Monsieur le ministre, je voudrais terminer en évoquant une autre question. Derrière cette histoire de médaille, en réalité, René Dosière nous parle d’autre chose, à savoir de l’indépendance de la justice. Tout à l’heure, mon collègue Nicolas Alfonsi a évoqué ce point, sur lequel je voudrais revenir.

Voilà quinze jours, j’ai interpellé M. le garde des sceaux sur la question de l’indépendance de la justice, plus particulièrement sur le fait qu’un grand nombre de magistrats du parquet – 126 procureurs de la République sur 163 – ont adopté récemment une résolution demandant, d’une part, qu’on leur donne les moyens de travailler, et, d’autre part, que l’indépendance du parquet soit enfin garantie dans notre pays.

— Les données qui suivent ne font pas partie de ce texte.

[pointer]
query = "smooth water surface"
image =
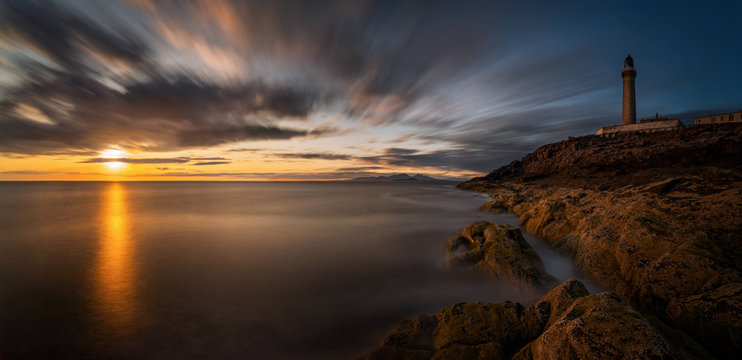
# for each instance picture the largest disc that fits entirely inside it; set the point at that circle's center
(148, 270)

M. le garde des sceaux a bien voulu me répondre pour me dire : « Circulez, il n'y a rien à voir ». Il n’est pas là aujourd’hui, mais vous serez mon interprète auprès de lui pour lui transmettre cette question, monsieur le ministre, que je pose à nouveau aujourd’hui, avec encore plus de force.

Nous venons de constater que le procureur de Nanterre avait été mis en examen. Ce n’est pas un événement d’une grande banalité dans une République ! Il a été mis en examen pour son enquête, jugée illégale par la Cour de cassation, sur les sources des journalistes du Monde.